桜を見る会には、身寄りのない人や路上生活者がみんな招待される。
山本太郎さんは世界的な名俳優として大成している。たぶん政治家とか宗教家とかスケールの大きな役どころを得意としているだろう。(つまりその世界では、彼は政治家に転身する必要はなかったのだ)
あるいは田代まさしさんは、「こんな自分でも社会の役に立てる」という内容をコントにしているかもしれない。
そしてVan Halenは20枚目のアルバムをリリースし、歴代のシンガーをフィーチャーしたワールドツアーに出る。
そんな世界があったとしたら、君は何をする?
そんな世界で俺は・・・
わかるだろうか。
「俺は・・・」以下が、自分が本当に望むものであり、これから自分が為すべきことだ。
理想の世界を取り戻しに行こう。
もう一句。
逆説的であり、同じテーマかもしれない。
身近なところで言えば、
うちの嫁さんは、いつもどうして、こうも幸せそうに笑っているのだろう、と思うことがある。

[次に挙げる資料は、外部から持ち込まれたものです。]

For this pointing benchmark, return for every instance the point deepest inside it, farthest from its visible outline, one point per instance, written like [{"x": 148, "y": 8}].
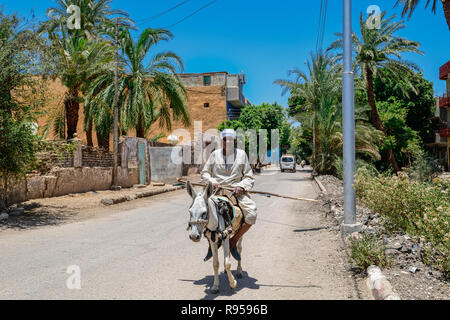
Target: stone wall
[{"x": 96, "y": 157}]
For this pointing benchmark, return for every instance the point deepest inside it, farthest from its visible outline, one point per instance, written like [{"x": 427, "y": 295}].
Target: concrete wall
[
  {"x": 64, "y": 181},
  {"x": 166, "y": 164}
]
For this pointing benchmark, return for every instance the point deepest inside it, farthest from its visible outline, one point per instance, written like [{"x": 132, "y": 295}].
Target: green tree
[
  {"x": 321, "y": 80},
  {"x": 329, "y": 120},
  {"x": 268, "y": 116},
  {"x": 76, "y": 50},
  {"x": 410, "y": 5},
  {"x": 420, "y": 103},
  {"x": 403, "y": 140},
  {"x": 147, "y": 93},
  {"x": 380, "y": 48},
  {"x": 22, "y": 54}
]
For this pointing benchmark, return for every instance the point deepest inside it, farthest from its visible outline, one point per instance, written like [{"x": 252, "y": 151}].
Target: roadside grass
[
  {"x": 367, "y": 251},
  {"x": 421, "y": 209}
]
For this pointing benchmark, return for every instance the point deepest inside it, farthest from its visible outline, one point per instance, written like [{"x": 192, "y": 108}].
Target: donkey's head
[{"x": 199, "y": 212}]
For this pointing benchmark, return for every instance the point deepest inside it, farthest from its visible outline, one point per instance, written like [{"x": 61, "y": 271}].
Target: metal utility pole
[
  {"x": 348, "y": 120},
  {"x": 116, "y": 109}
]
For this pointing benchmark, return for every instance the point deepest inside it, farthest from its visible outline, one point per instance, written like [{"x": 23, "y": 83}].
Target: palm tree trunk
[
  {"x": 72, "y": 108},
  {"x": 446, "y": 7},
  {"x": 376, "y": 121},
  {"x": 103, "y": 141},
  {"x": 90, "y": 143},
  {"x": 140, "y": 131},
  {"x": 316, "y": 144}
]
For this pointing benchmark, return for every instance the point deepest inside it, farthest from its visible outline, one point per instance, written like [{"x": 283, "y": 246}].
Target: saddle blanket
[{"x": 231, "y": 213}]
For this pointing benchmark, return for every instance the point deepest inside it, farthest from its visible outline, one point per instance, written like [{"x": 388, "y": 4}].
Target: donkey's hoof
[{"x": 215, "y": 290}]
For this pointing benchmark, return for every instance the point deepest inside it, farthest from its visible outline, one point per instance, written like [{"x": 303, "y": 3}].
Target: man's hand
[{"x": 239, "y": 191}]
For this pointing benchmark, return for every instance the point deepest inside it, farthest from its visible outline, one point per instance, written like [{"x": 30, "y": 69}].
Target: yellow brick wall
[{"x": 197, "y": 96}]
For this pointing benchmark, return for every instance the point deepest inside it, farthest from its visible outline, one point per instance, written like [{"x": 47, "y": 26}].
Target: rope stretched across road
[{"x": 266, "y": 194}]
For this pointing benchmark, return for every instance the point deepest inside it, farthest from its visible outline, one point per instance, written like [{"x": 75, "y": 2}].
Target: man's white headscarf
[{"x": 228, "y": 133}]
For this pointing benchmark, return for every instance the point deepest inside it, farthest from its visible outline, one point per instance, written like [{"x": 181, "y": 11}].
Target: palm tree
[
  {"x": 146, "y": 93},
  {"x": 93, "y": 13},
  {"x": 76, "y": 64},
  {"x": 410, "y": 5},
  {"x": 329, "y": 117},
  {"x": 322, "y": 80},
  {"x": 380, "y": 48}
]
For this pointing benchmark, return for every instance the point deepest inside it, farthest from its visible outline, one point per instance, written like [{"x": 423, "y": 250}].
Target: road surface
[{"x": 141, "y": 250}]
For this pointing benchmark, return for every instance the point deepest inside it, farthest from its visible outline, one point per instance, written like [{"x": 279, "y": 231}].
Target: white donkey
[{"x": 205, "y": 220}]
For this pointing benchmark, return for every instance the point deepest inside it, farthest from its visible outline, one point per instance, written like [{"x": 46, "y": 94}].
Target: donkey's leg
[
  {"x": 215, "y": 288},
  {"x": 227, "y": 263},
  {"x": 239, "y": 269}
]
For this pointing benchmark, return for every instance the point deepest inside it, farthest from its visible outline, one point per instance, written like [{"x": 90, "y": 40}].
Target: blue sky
[{"x": 265, "y": 39}]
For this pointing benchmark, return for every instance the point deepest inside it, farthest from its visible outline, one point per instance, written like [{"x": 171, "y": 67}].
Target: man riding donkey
[{"x": 229, "y": 167}]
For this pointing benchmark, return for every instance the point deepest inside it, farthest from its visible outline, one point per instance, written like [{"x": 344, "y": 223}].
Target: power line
[
  {"x": 322, "y": 23},
  {"x": 190, "y": 15},
  {"x": 146, "y": 20}
]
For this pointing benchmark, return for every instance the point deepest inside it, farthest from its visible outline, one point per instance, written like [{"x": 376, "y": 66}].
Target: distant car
[
  {"x": 303, "y": 163},
  {"x": 288, "y": 163}
]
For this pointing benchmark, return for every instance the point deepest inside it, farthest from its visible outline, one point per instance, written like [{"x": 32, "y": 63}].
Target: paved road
[{"x": 145, "y": 253}]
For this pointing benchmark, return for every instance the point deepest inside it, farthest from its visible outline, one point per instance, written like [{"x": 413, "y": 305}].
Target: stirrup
[
  {"x": 208, "y": 255},
  {"x": 235, "y": 253}
]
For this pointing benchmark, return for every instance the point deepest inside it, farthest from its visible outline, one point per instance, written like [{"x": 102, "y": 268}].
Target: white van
[{"x": 288, "y": 162}]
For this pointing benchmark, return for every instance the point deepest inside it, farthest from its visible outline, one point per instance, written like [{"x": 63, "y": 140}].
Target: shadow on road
[
  {"x": 36, "y": 216},
  {"x": 246, "y": 282}
]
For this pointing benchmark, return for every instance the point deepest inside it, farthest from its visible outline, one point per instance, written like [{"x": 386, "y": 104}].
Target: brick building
[
  {"x": 212, "y": 98},
  {"x": 441, "y": 146}
]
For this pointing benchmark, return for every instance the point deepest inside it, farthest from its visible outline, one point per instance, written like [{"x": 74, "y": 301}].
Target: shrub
[
  {"x": 367, "y": 251},
  {"x": 418, "y": 208},
  {"x": 425, "y": 169},
  {"x": 359, "y": 163}
]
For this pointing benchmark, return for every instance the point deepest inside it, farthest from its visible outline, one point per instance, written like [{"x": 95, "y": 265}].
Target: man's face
[{"x": 228, "y": 144}]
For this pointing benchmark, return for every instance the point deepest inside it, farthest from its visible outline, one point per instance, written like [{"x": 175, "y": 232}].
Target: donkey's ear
[
  {"x": 208, "y": 190},
  {"x": 191, "y": 190}
]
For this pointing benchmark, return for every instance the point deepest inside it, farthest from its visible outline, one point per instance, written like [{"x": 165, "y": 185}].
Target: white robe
[{"x": 229, "y": 173}]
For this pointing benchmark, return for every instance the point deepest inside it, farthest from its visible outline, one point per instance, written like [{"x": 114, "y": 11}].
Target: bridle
[{"x": 202, "y": 222}]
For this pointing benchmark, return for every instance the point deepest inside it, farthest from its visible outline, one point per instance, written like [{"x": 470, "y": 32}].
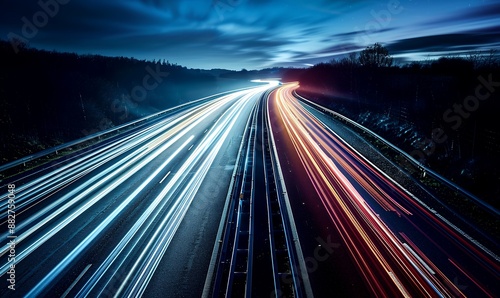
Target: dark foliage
[
  {"x": 48, "y": 98},
  {"x": 429, "y": 109}
]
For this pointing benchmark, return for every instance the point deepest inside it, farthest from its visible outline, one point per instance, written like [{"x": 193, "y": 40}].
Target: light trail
[{"x": 388, "y": 265}]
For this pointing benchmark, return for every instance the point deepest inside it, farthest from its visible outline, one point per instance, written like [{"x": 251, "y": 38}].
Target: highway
[
  {"x": 398, "y": 246},
  {"x": 246, "y": 194},
  {"x": 100, "y": 223}
]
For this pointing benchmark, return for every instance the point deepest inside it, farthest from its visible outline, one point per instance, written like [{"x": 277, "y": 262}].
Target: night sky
[{"x": 253, "y": 34}]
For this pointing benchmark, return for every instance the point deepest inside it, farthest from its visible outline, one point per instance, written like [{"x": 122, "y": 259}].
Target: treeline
[
  {"x": 443, "y": 112},
  {"x": 48, "y": 98}
]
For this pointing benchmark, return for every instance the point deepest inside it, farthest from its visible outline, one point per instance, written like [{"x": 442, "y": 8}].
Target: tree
[{"x": 375, "y": 56}]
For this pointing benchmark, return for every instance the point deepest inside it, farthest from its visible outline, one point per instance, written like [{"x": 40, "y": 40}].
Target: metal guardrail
[{"x": 99, "y": 134}]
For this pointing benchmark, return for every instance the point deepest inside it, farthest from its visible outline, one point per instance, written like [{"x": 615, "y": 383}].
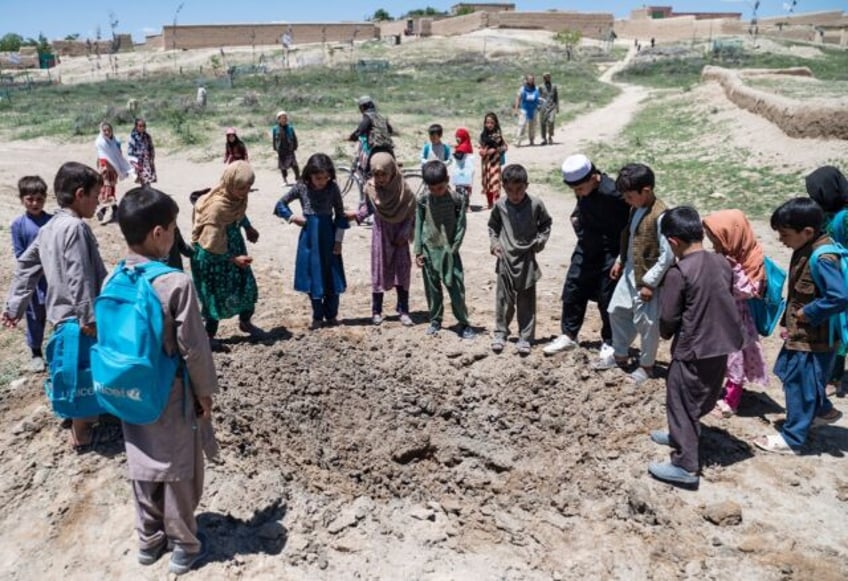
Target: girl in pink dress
[{"x": 732, "y": 235}]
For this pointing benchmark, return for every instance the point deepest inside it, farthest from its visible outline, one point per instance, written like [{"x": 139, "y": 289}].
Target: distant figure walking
[
  {"x": 113, "y": 167},
  {"x": 141, "y": 153}
]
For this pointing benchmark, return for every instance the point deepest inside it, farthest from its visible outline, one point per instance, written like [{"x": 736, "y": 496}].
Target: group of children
[{"x": 644, "y": 264}]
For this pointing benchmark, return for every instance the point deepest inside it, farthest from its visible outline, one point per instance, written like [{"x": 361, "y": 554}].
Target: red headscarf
[{"x": 464, "y": 141}]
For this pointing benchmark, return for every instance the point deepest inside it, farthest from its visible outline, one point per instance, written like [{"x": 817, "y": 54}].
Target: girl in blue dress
[{"x": 319, "y": 270}]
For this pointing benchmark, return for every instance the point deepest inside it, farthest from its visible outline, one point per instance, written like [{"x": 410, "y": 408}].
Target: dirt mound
[{"x": 812, "y": 118}]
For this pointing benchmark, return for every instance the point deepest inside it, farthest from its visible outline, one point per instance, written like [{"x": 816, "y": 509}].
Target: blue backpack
[
  {"x": 69, "y": 386},
  {"x": 838, "y": 324},
  {"x": 132, "y": 373},
  {"x": 767, "y": 310}
]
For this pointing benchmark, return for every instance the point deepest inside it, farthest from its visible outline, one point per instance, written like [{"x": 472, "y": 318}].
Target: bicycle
[{"x": 353, "y": 175}]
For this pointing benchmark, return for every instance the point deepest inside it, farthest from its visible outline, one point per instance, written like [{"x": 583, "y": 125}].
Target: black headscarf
[{"x": 829, "y": 188}]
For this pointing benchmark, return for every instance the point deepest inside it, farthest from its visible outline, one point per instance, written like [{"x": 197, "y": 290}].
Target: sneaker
[
  {"x": 668, "y": 472},
  {"x": 561, "y": 343},
  {"x": 36, "y": 365},
  {"x": 498, "y": 342},
  {"x": 606, "y": 361},
  {"x": 182, "y": 562},
  {"x": 149, "y": 556},
  {"x": 639, "y": 376}
]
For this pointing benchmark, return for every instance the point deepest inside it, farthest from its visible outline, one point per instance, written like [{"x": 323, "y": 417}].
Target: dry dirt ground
[{"x": 378, "y": 453}]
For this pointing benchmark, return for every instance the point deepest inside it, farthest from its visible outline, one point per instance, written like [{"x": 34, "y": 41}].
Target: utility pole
[{"x": 174, "y": 36}]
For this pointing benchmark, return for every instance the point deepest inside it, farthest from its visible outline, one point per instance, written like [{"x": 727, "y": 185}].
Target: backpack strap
[
  {"x": 837, "y": 226},
  {"x": 816, "y": 256},
  {"x": 150, "y": 271}
]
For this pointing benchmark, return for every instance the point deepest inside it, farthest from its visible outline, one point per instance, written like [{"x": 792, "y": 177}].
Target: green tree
[
  {"x": 380, "y": 15},
  {"x": 11, "y": 42},
  {"x": 43, "y": 45},
  {"x": 569, "y": 38},
  {"x": 429, "y": 11}
]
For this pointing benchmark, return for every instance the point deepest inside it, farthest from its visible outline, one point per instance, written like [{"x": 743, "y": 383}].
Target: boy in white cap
[
  {"x": 598, "y": 220},
  {"x": 284, "y": 140}
]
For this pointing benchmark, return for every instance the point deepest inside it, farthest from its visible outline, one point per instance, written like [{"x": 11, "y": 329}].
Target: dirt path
[{"x": 599, "y": 125}]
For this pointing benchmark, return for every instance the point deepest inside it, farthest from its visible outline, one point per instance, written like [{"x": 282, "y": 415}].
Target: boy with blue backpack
[
  {"x": 818, "y": 294},
  {"x": 65, "y": 253},
  {"x": 153, "y": 368}
]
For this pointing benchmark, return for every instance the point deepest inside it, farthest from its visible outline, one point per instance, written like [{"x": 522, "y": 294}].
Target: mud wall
[
  {"x": 673, "y": 29},
  {"x": 212, "y": 36},
  {"x": 815, "y": 118},
  {"x": 591, "y": 25},
  {"x": 83, "y": 47},
  {"x": 460, "y": 24}
]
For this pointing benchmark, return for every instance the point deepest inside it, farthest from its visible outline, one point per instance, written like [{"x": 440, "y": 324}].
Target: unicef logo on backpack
[
  {"x": 69, "y": 385},
  {"x": 132, "y": 393}
]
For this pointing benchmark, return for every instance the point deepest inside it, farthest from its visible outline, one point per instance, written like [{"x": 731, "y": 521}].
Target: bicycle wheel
[
  {"x": 415, "y": 181},
  {"x": 345, "y": 178}
]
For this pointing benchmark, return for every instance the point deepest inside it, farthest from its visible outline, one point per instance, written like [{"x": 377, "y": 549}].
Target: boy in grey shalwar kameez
[
  {"x": 165, "y": 458},
  {"x": 65, "y": 253},
  {"x": 519, "y": 227}
]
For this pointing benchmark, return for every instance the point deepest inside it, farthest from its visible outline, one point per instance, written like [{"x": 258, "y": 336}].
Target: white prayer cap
[{"x": 576, "y": 168}]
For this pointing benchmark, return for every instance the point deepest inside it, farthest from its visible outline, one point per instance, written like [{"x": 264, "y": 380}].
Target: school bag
[
  {"x": 838, "y": 323},
  {"x": 69, "y": 386},
  {"x": 132, "y": 373},
  {"x": 767, "y": 310},
  {"x": 837, "y": 227}
]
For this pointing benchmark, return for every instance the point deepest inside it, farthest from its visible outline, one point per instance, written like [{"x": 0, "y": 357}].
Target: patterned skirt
[
  {"x": 224, "y": 289},
  {"x": 110, "y": 180},
  {"x": 145, "y": 171}
]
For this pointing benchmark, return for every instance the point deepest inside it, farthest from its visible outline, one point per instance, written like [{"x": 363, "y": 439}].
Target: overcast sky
[{"x": 59, "y": 18}]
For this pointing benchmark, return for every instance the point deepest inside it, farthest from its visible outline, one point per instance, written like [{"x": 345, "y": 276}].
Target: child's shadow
[
  {"x": 268, "y": 338},
  {"x": 229, "y": 536},
  {"x": 720, "y": 447}
]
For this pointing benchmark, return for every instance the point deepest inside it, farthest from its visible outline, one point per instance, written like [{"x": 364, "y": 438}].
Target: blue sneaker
[
  {"x": 149, "y": 556},
  {"x": 182, "y": 562},
  {"x": 433, "y": 328},
  {"x": 668, "y": 472}
]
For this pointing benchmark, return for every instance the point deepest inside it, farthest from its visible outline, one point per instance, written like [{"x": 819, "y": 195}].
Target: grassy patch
[
  {"x": 673, "y": 137},
  {"x": 685, "y": 70},
  {"x": 458, "y": 89}
]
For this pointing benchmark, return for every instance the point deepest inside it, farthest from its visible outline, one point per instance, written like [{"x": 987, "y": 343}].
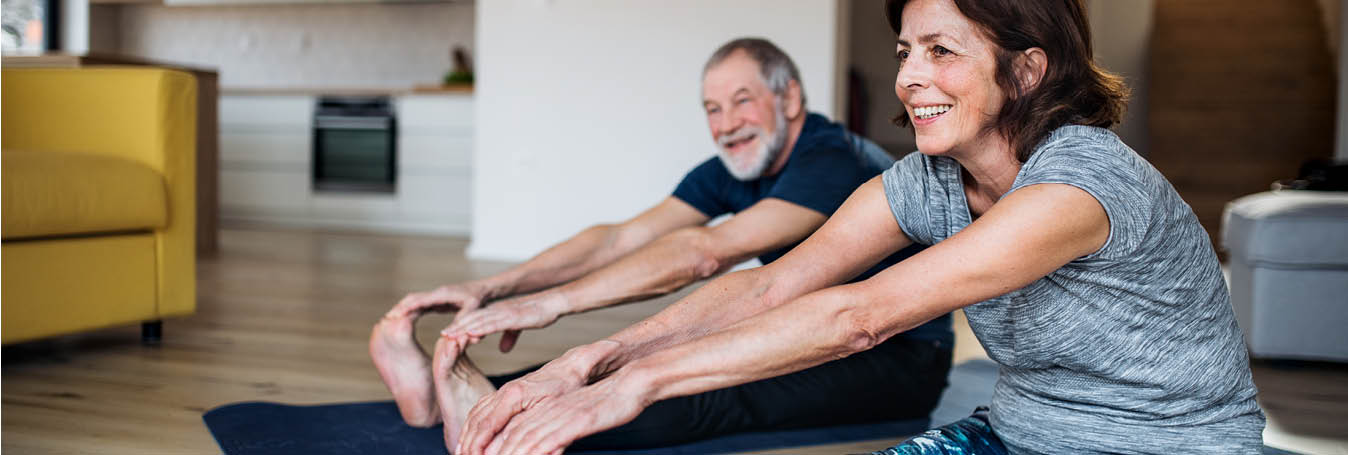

昔からそうだったが、歳を取れば取るほど、そのように思う。
毎朝、毎晩、楽しそうに鼻歌をうたい、きゃーきゃーにゃーにゃーと騒いでいる。はたして人間とは、このようになれるものだっただろうか。
けれどもこれが逆の可能性もあったのかもしれない。
うちの嫁さんは、なぜいつも泣いているのだろう、となっていた可能性だって、あったのだと思う。
それについては、あまり他人にはわかってもらえない領域であるが、けれども重く受け止めて、思いを馳せなければならないと思う。
いつも言っていることだが、僕は、望んで今のような人生を始めたわけではない。
彼女に出会わなければ、そもそも、僕が鳴らしているこの音楽は生まれなかった。
だが彼女に出会ってしまったからこそ、僕の人生は、そしてこの世界は、このような難問に向き合うことになったのかと、思わずにはいられない。
理想の世界の中では、僕はそもそも音楽をやっていない。
だが彼女がいないのであれば、そんな理想の世界に生きていたいとは思わない。
これでよかったのか、あるいは、そうでないのか。
それは、本当のところは神様にしかわからない。
あるいは彼女の存在は、僕の人生における最大の謎なのかもしれない。
けれど、その意味を僕は考え、決して軽くはないその答を受け止める。
受け止めた上で、彼女がより笑える世界を、探すより他ない。